Known as Amazon’s most frequently published Kindle Singles author, Miksha Shubaly can boast four bestsellers: a first-hand account of a disaster at sea, “Shipwrecked;” a mini-memoir detailing Shubaly’s transition from “drunk-and-drugged gutter dweller to sober ultra-marathoner “ called “The Long Run;” a true tale of online love gone wrong, “Are You Lonesome Tonight?” and “Bachelor Number One” about reality TV.
The third full-length album Coward’s Path [In Music We Trust] from Shubaly features dark, bittersweet songs and a wondrously layered journey through the depths of Shubaly’s psyche. It’s the perfect antidote to the forced fuzzy warmth and overindulgence of Valentine’s Day. He’s a superb wordsmith writing dark, bittersweet, sometimes tongue-in-cheek, sometimes brooding songs. The music and vox sound like The Pogues, Pavement and Lou Reed mixed together.

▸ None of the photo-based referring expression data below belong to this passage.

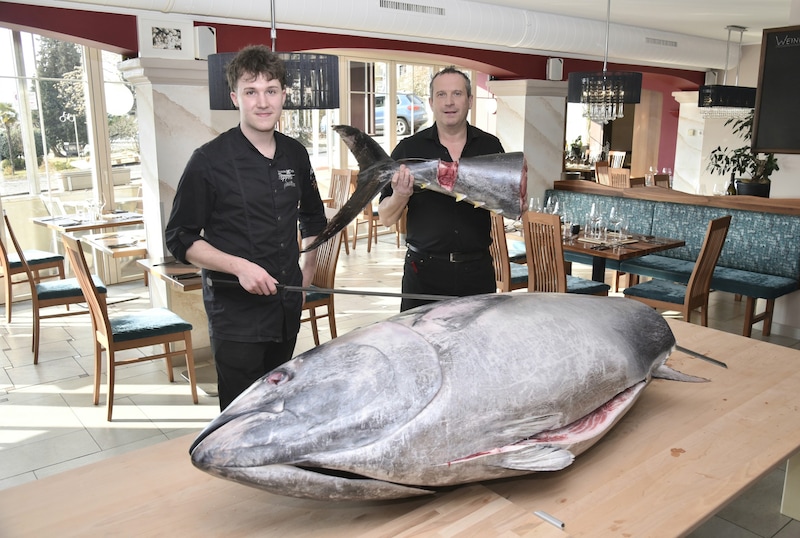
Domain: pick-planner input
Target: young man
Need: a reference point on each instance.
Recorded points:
(236, 211)
(448, 241)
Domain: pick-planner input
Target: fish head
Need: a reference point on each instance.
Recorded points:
(331, 399)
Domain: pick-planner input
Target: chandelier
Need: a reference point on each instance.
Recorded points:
(721, 101)
(312, 80)
(604, 94)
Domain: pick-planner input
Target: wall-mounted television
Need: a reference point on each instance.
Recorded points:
(776, 126)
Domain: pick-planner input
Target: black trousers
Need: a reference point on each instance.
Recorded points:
(430, 275)
(240, 364)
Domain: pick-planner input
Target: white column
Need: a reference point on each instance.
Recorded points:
(531, 117)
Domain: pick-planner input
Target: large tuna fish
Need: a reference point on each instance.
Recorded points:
(458, 391)
(495, 182)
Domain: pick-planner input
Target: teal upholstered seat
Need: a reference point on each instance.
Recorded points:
(146, 324)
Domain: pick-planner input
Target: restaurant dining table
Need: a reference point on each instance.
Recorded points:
(70, 224)
(633, 246)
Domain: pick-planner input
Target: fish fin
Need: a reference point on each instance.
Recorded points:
(538, 458)
(665, 372)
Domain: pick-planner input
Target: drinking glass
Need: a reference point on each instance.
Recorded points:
(535, 204)
(668, 171)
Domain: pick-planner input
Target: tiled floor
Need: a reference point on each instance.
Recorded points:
(48, 424)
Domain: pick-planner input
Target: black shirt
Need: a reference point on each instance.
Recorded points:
(249, 206)
(437, 223)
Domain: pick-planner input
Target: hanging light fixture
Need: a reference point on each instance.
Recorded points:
(721, 101)
(312, 80)
(604, 94)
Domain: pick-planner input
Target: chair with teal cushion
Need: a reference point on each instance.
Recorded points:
(324, 277)
(11, 265)
(50, 293)
(509, 276)
(545, 254)
(152, 327)
(687, 297)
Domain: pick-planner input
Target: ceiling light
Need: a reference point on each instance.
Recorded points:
(721, 101)
(604, 94)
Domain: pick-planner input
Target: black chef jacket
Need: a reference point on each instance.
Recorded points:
(249, 206)
(437, 223)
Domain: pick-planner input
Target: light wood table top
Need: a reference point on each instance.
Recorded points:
(683, 452)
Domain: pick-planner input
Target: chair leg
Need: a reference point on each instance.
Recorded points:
(9, 298)
(36, 331)
(168, 360)
(332, 319)
(110, 379)
(312, 316)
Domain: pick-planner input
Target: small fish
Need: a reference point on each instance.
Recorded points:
(458, 391)
(496, 182)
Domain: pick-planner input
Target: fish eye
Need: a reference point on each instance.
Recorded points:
(277, 377)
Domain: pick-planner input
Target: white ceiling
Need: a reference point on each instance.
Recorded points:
(702, 18)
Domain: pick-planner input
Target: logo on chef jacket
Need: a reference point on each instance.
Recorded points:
(287, 177)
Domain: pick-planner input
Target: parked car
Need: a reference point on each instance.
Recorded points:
(410, 111)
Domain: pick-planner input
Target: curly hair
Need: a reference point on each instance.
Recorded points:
(255, 60)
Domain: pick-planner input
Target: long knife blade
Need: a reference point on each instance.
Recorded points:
(700, 356)
(225, 282)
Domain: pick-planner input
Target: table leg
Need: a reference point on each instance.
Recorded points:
(598, 269)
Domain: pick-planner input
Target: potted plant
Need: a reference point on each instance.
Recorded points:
(742, 160)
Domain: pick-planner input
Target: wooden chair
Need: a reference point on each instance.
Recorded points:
(545, 256)
(616, 158)
(601, 172)
(687, 298)
(37, 260)
(61, 292)
(152, 327)
(509, 276)
(369, 217)
(324, 277)
(339, 191)
(619, 177)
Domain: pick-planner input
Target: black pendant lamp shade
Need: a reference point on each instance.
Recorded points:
(312, 81)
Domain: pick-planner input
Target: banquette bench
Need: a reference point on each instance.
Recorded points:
(761, 256)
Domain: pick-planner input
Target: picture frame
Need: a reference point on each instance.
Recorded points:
(165, 39)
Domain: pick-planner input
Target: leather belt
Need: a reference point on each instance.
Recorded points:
(452, 257)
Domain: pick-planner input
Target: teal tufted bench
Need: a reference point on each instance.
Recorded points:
(760, 259)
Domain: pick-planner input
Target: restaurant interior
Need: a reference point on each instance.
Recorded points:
(98, 170)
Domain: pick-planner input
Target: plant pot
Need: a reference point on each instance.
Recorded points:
(752, 189)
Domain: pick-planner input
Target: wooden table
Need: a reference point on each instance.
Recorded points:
(68, 224)
(682, 453)
(599, 256)
(642, 247)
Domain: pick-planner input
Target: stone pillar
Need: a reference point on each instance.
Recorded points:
(531, 117)
(689, 146)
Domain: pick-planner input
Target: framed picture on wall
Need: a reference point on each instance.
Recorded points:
(165, 39)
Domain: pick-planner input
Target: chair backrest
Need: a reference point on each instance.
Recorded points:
(601, 172)
(499, 251)
(327, 258)
(697, 289)
(545, 255)
(619, 177)
(97, 305)
(617, 158)
(4, 256)
(342, 181)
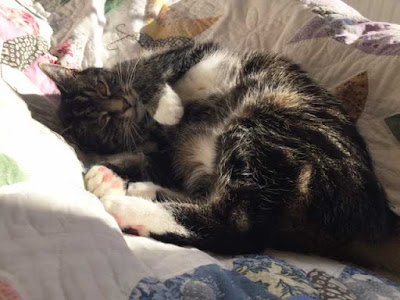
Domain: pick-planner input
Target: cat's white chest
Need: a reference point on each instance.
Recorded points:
(211, 75)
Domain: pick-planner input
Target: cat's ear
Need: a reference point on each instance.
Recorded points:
(63, 77)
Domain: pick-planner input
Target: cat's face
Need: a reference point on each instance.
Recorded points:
(100, 110)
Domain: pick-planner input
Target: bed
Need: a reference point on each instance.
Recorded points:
(56, 240)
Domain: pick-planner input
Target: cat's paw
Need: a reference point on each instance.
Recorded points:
(146, 190)
(102, 182)
(142, 217)
(170, 109)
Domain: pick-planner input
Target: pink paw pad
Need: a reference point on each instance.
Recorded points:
(108, 177)
(118, 220)
(104, 169)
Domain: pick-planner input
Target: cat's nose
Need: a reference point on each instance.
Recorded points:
(116, 106)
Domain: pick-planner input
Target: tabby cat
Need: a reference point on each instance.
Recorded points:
(228, 152)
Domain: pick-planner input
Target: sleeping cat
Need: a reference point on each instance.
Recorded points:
(249, 153)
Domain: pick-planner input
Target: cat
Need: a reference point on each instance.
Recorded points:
(250, 153)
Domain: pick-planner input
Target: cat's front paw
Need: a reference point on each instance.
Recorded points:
(170, 109)
(146, 190)
(102, 182)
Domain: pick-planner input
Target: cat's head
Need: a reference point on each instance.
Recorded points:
(100, 111)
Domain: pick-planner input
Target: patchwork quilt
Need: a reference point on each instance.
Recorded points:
(57, 242)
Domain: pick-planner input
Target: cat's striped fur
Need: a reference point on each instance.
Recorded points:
(262, 157)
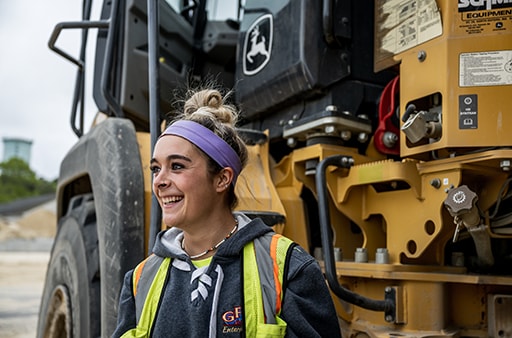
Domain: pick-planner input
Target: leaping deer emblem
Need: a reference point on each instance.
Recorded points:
(257, 47)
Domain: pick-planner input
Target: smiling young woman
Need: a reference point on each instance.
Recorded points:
(215, 272)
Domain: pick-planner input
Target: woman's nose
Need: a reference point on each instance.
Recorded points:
(159, 181)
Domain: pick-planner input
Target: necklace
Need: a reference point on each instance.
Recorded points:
(213, 248)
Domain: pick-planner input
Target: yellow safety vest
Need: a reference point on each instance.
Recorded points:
(264, 262)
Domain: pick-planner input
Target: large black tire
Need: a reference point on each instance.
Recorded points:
(70, 304)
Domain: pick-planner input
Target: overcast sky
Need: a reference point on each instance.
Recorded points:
(36, 84)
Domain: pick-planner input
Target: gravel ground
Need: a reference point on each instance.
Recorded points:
(23, 268)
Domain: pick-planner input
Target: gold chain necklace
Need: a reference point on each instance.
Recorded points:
(213, 248)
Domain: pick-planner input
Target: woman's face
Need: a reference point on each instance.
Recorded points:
(181, 182)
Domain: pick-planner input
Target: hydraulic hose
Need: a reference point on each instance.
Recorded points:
(388, 305)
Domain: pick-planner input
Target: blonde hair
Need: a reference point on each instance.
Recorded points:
(208, 108)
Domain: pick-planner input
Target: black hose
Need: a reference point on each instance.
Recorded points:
(387, 305)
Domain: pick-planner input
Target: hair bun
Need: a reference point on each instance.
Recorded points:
(210, 104)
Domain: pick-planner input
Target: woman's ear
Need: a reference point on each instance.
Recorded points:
(224, 179)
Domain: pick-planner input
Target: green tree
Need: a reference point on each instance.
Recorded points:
(17, 180)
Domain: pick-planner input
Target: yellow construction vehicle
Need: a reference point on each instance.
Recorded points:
(380, 140)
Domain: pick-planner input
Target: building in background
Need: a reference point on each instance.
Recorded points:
(17, 147)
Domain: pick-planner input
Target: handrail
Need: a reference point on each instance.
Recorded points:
(80, 63)
(389, 304)
(154, 108)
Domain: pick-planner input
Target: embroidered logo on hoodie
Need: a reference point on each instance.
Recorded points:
(232, 320)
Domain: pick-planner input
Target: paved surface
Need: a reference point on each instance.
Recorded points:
(22, 276)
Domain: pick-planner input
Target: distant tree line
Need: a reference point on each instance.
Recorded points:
(17, 181)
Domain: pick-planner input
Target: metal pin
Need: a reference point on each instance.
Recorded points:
(457, 230)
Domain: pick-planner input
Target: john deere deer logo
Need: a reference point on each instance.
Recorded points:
(258, 45)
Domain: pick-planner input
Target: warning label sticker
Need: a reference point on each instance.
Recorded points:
(485, 16)
(403, 24)
(493, 68)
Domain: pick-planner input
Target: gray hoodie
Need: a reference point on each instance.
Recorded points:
(208, 301)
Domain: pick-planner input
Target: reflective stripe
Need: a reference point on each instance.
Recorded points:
(152, 298)
(143, 281)
(264, 263)
(253, 307)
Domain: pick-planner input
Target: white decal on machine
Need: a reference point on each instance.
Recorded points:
(492, 68)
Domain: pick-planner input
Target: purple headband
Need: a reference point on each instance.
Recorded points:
(207, 141)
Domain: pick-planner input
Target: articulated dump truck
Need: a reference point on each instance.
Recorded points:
(380, 137)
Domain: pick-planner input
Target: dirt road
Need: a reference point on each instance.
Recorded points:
(21, 284)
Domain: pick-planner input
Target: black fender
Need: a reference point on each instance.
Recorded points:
(108, 158)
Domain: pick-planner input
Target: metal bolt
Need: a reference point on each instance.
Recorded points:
(389, 139)
(330, 129)
(382, 256)
(346, 135)
(361, 255)
(291, 142)
(331, 108)
(436, 183)
(505, 165)
(362, 137)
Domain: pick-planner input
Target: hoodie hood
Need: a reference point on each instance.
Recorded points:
(168, 242)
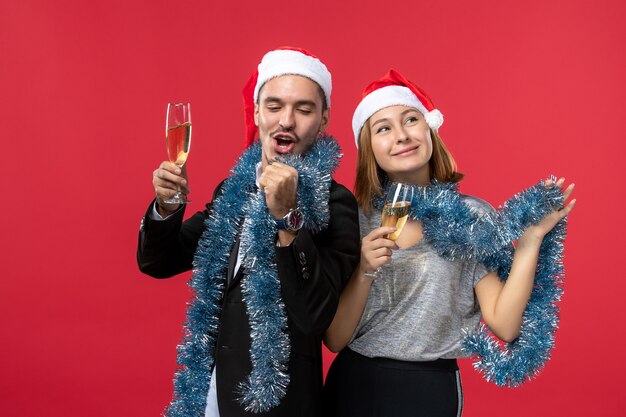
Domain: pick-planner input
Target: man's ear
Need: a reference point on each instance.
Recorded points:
(325, 120)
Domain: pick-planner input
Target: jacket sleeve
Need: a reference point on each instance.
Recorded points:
(167, 247)
(315, 267)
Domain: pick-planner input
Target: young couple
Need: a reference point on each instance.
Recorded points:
(279, 265)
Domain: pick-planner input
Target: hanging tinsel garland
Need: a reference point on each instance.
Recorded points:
(457, 232)
(269, 353)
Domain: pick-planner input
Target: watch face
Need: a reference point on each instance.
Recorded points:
(295, 220)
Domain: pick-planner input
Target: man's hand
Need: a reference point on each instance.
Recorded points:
(167, 179)
(280, 183)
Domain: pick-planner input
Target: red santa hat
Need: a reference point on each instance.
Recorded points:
(394, 90)
(282, 61)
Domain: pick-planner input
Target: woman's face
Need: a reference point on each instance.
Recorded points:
(402, 144)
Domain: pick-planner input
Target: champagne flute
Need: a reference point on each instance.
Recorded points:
(396, 210)
(178, 140)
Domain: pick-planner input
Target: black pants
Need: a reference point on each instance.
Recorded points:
(358, 386)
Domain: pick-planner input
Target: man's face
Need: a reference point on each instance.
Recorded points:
(289, 116)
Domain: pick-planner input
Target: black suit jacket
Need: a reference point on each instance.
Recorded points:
(312, 272)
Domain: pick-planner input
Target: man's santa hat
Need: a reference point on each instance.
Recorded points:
(282, 61)
(394, 90)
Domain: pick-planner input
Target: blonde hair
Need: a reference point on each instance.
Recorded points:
(370, 176)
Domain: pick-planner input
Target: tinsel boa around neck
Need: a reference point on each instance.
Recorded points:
(457, 232)
(267, 383)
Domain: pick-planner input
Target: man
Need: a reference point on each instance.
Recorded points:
(270, 253)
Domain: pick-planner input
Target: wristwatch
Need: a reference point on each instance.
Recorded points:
(292, 221)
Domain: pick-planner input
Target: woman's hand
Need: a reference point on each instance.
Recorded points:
(539, 230)
(376, 250)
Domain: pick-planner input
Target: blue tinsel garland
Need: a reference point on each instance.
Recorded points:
(456, 232)
(269, 353)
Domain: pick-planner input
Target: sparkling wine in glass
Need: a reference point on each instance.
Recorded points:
(178, 140)
(396, 209)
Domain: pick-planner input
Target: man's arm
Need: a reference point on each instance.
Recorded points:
(314, 268)
(167, 247)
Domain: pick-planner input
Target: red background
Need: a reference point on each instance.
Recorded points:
(528, 89)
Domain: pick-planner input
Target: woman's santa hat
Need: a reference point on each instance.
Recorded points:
(282, 61)
(394, 90)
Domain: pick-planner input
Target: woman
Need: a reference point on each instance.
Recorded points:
(401, 318)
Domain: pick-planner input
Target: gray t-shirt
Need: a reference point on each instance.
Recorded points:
(419, 306)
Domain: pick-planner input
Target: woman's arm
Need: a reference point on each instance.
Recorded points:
(375, 252)
(503, 304)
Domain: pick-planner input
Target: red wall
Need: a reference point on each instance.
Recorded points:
(528, 89)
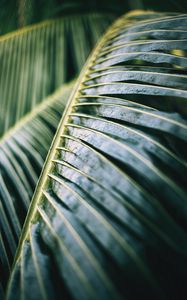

“Frankenstein Heart” is a bold and super-charged biting song about the devastation from years of drug abuse. “Taxes and Jail” is a detached, amusing anti-love song –“you won’t hear from me you’re beautiful/ because it’s your insecurity that keeps you around/ because baby you can always depend on me when you need someone to let you down.” Propelled by a grooving beat, “I Can’t Remember When You Were Mine” includes lines like “boxes and boxes of unlabeled crap/ if I die now they will never get unpacked” sung with deep dissonance. Dramatic, expansive string arrangements make “Ohio” a gloomy treasure. This might be another go-to for me on moody days.
“The title refers to a time in my life where I took the path of least resistance to the end of the line,” explains Shubaly. “In one of the first copyrighted blues songs from 1912, Lee Roy White says ‘the blues ain’t nothing but a good man feeling bad.’ Coward’s Path is the sound of a bad man feeling bad.”
In Music We Trust
purchase at Amazon: The Long Run & Other True Stories: foreword by Jeff Bezos
purchase at Amazon: Bachelor Number One (Kindle Single)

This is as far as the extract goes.